In Iraq, meanwhile, Secretary of State John Kerry promised that the country's armed forces, some of which fled when IS marched into western Sunni districts, would be "reconstituted and trained and worked on."

- Boost for Syrian rebels -

Obama and Abdullah "agreed on the need for increased training and equipping of the moderate Syrian opposition," the White House said in a statement.

"Both leaders agreed that a stronger Syrian opposition is essential to confronting extremists like ISIL as well as the Assad regime, which has lost all legitimacy."

The call represented a potentially significant development in the crisis, as Obama for months opposed sending lethal weapons into the Syrian civil war, citing the difficulty of identifying true moderates and fearing they could end up in the hands of extremists.

In a related development, Obama also freed up $25 million to equip Iraqi government and Kurdish troops to fight IS.

Though Obama has told Americans he will not send ground troops back into combat, he has not ruled out sending US trainers to help prepare Iraqi forces -- stood up at the cost of billions of US taxpayer dollars after the 2003 US invasion.

Kerry praised the new Iraqi government of Prime Minister Haidar al-Abadi, which Washington says has the potential to offer the "inclusive" rule across sectarian divides that the former administration of Nuri al-Maliki failed to provide.

But the sectarian stew facing Abadi was underlined when bombs killed 19 people in Baghdad during Kerry's visit.

The Pentagon said the US military had now conducted 154 strikes against IS in Iraq, and destroyed 212 targets, including armed vehicles and weapons systems.

- Poignant -

The plan Obama will lay out on Wednesday will be open-ended and the campaign could outlast his presidency, which ends in January 2017.

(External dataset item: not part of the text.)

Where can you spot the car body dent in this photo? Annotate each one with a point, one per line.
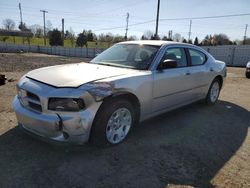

"I think the American people need to expect that this is something that will require a sustained commitment," said White House spokesman Josh Earnest.

The address will come at a poignant time -- on the eve of the 13th anniversary of the September 11 attacks, when Islamic radicalism on a mass scale scorched the US homeland for the first time.

Obama, who has seen his personal approval ratings and public confidence in his foreign policy tumble, may seek to exploit a seam of increasingly hawkish public opinion on Syria.

A new Wall Street Journal/NBC News poll suggests the US public was increasingly hawkish about IS, with two-thirds of those asked saying they backed military operations against the group.

The White House insists that IS, despite having beheaded two US journalists, does not yet pose an imminent threat to the US homeland.

But officials worry the group could eventually send some of its legions of foreign fighters, armed with Western passports, to stage attacks in America.

Obama previewed his speech in a meeting with top congressional leaders on Tuesday, and then Wednesday huddled with defense and intelligence chiefs in the White House Situation Room.

Officials said he believes he has sufficient authority to carry out his new strategy without asking Congress for a new war authorization.

But he wants lawmakers to vote on $500 million in funding for Syrian rebels -- which he first requested in June -- before they leave town soon ahead of November's mid-term elections.

Republicans have used Obama's public deliberation over what to do about IS to drive a narrative that the president is weak and disengaged.

"Our president must understand we are at war and that we must do what it takes, for as long as it takes, to win," hawkish former vice president Dick Cheney said Wednesday.